Well at least I got _one_ lmao


----------



## Taj (May 8, 2016)

well then, i think mission accomplished


----------



## HungryForCereal (May 8, 2016)

NOOOOOOOO!!!!!!!!! i missed another restock...


----------



## Kaiserin (May 8, 2016)

Missed again!I'll be happy if someone got one for me ;~;


----------



## Chelsaurus (May 8, 2016)

Damn I didnt have enough time to check out lol


----------



## tomothy (May 8, 2016)

tfw you click on purchase like 3 times and click on cart and theyre not there,,,


----------



## Cadbberry (May 8, 2016)

I am being serious, who was the mom who wanted one but couldn't get one?


----------



## Mura (May 8, 2016)

Wow that was super quick


----------



## Araie (May 8, 2016)

Dang it! Missed another one. Of course, ahaha... ha.


----------



## Chelsaurus (May 8, 2016)

I had an adrenaline rush with that and wasnt quick enough DARN IT


----------



## N a t (May 8, 2016)

Chelsaurus said:


> Damn I didnt have enough time to check out lol



CHELS! I got one for you! Send me the 79 Btb an it's urs! Also, wut message?


----------



## Taj (May 8, 2016)

well happy mothers day for all moms out there and i hope you have  wonderful day. My work here is done.


----------



## Zane (May 8, 2016)

ah thank godt I thought I would be here all day. Good luck to everyone still watching the shop, and happy Mother's Day to all the moms on tbt!!


----------



## Mura (May 8, 2016)

how in hell are some of you people able to get 5+ of these?


----------



## N a t (May 8, 2016)

Mr. Cat said:


> Eh, screw the BTB stuff... It's not worth spending this entire day trying to get it. I have things planned.

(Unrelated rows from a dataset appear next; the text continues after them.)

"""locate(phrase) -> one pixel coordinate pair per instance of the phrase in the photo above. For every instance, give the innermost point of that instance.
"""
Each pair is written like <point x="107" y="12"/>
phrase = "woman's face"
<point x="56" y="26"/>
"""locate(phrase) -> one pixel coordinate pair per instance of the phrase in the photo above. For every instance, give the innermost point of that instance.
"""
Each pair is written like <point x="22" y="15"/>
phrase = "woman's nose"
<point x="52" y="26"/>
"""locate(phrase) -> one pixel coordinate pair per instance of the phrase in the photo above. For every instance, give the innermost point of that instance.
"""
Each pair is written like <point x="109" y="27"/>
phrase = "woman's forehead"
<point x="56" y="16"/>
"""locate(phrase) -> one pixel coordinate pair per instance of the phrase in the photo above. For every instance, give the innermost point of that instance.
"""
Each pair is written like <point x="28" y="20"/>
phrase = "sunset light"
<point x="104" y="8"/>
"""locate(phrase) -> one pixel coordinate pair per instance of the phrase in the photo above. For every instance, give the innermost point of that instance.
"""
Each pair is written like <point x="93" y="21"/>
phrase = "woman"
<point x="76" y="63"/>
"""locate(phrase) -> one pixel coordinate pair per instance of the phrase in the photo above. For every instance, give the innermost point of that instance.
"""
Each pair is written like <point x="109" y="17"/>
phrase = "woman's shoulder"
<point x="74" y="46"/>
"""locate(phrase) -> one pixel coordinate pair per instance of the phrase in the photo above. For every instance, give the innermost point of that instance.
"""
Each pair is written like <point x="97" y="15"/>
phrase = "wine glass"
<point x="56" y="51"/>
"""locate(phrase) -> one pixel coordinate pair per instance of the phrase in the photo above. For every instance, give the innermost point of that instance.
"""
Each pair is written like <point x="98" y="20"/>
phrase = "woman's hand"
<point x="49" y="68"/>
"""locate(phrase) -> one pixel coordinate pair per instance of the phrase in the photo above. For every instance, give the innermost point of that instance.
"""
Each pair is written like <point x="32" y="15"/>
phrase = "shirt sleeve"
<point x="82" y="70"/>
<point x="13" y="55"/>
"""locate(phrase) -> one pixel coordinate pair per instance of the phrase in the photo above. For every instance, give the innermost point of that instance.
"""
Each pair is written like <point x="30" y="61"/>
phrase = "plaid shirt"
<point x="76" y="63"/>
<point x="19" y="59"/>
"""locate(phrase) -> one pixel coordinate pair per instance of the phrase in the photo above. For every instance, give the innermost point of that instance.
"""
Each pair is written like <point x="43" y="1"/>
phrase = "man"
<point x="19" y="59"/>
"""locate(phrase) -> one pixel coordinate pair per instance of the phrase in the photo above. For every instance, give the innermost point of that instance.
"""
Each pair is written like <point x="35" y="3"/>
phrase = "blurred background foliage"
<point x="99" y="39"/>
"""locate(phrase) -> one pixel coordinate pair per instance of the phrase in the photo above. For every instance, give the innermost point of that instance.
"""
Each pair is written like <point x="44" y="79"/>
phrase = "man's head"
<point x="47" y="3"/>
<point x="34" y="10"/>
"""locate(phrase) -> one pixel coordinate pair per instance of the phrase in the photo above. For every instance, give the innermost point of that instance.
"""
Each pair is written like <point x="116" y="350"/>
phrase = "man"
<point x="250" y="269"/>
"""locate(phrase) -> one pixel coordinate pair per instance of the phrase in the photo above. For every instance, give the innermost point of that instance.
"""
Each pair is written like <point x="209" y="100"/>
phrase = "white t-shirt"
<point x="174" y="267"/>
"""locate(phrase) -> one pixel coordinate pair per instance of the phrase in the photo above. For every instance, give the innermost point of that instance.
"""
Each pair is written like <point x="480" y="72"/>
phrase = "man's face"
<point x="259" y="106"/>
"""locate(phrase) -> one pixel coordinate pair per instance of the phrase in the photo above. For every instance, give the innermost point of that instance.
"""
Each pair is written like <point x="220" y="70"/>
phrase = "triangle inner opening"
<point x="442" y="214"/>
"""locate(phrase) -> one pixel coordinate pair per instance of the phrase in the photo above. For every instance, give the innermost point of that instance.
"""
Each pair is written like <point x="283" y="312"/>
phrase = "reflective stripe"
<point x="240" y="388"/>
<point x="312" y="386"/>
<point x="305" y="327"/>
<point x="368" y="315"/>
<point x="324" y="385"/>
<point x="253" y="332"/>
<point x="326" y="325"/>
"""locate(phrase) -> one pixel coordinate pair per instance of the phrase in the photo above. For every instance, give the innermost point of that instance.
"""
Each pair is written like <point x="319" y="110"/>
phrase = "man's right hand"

Sending you a vm, I got one for you if you wanna buy it off of me at store price! Happy Mothers day to you


----------



## Kaiserin (May 8, 2016)

Cadbberry said:


> I am being serious, who was the mom who wanted one but couldn't get one?



aleshapie wanted one :c


----------



## Chelsaurus (May 8, 2016)

Bone Baby said:


> CHELS! I got one for you! Send me the 79 Btb an it's urs! Also, wut message?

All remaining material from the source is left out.